The Seacoast Bank Note

3 Things Millennials Want in a Career (Hint: It's Not More Money)

Posted by Sample HubSpot User on Jan 22, 2016 12:46:00 PM
Sample HubSpot User

If you're actively filling positions in your business, chances are you've been meeting many candidates of the Millennial generation. This generation's idea of what makes for a great career and positive work place is certainly different than preceding generations. Are you prepared to win the dedication of this new workforce? Don't let the sometimes-negative perception of this group cause you to pass up on fantastic talent; learn more about what can set your workplace apart. 

What’s the biggest incentive you can offer a millennial to come work for you instead of your competition? If you answered “more money” you need to rethink your strategy, because you might not be as attractive as you think for the generation that will soon become the majority of our workforce.

Millennials view the workplace through the same lens of new technology as any other aspect of their lives: instant, open and limitless. The era they have grown up in has shown them that nothing is a guarantee. Instability and rapid change are the norm. To millennials, time no longer equals money. It is a limited resource to be spent wisely and actively managed.

To remain competitive, businesses need a fresh approach to compensation that reflects new values, attitudes and lifestyles. Perks such as free lunch and employee game rooms are great, but here are the three core values that really drive millennials in the workplace.

Bye, Bye Nine to Fives
Today’s young job seekers live in a world where physical presence is optional: Banking, renting movies, hanging out with friends, going to school, ordering dinner have all transformed from a ‘place you go’ to a ‘thing you do’ from any connected device. Millennials view work in the same way; not to be measured by hours at a location, but by the output of what you do.
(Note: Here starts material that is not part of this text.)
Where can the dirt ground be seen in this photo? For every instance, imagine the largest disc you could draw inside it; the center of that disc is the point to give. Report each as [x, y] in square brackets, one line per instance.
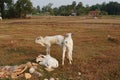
[94, 56]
Today’s high-performing companies bake flexibility into the core of their corporate culture, letting employees set their own schedules as long as they get their work done. Plenty of Gen Xers and Baby Boomers care about it too, but millennials are leading the way in prioritizing job flexibility. According to PwC’s millennials at Work study, many would give up pay or delay a promotion to achieve an ideal schedule.

An unlimited vacation policy is one extreme example of this new compensation. Companies such as Virgin, Best Buy and Evernote are matching flexible working with unlimited vacation policies to empower employees to take time off as needed, as long as they are coordinating with and delivering for their teams.

Keep Them Inspired
Millennials don’t just want to spend their time earning a paycheck; they want to invest time acquiring the skills and knowledge they need to grow both personally and professionally. This is a revolutionary shift from the traditional sense of on-the-job training. Training no longer exists solely to meet compliance or company-mandated policies. The best training program today is a rich learning experience that taps into employee interests, passions and career goals.

Learning to lead is a big priority. In Deloitte’s 2014 Millennial Survey, 75% of respondents believed that their organizations could do more to develop future leaders, which opens a massive opportunity for organizations that develop and become known for strong leadership programs.

Tied to learning is employee mobility. Most millennials expect to have multiple careers in their lifetime. According to the Bureau of Labor Statistics, the average young adult has held an average of 6.2 jobs by age 26. Why not enable them to shift careers within your organization? Give them access to the training and learning they need to move both vertically and horizontally. Let them experience the company holistically and build a lasting bond.

Make Them Part of the Solution
Finally, more so than previous generations, millennials place great importance on social causes and sense of purpose – and they define that purpose two-fold. The first is self-purpose; how do they fit into the organizational puzzle? How is their work relevant? Does anybody care? Be transparent about how personal goals are aligned to the goals of the organization so that even a junior employee understands how their daily labors are aligned to what the company is doing as a whole.

The second aspect is the purpose of the company. How does the company relate to the wider world, and what good does it contribute? Does the company’s concern with social responsibility match theirs? In this year’s Deloitte Millennial Survey, six in 10 respondents said “sense of purpose” is part of the reason they chose their current employer.

What has long been hailed as ‘the future of work’ is already upon us, and organizations have to move forward right now to meet the new standards for recruiting and retaining their most valuable asset – their employees. Competition for the best employees is at an all-time high; don’t let your compensation strategy leave you in the past.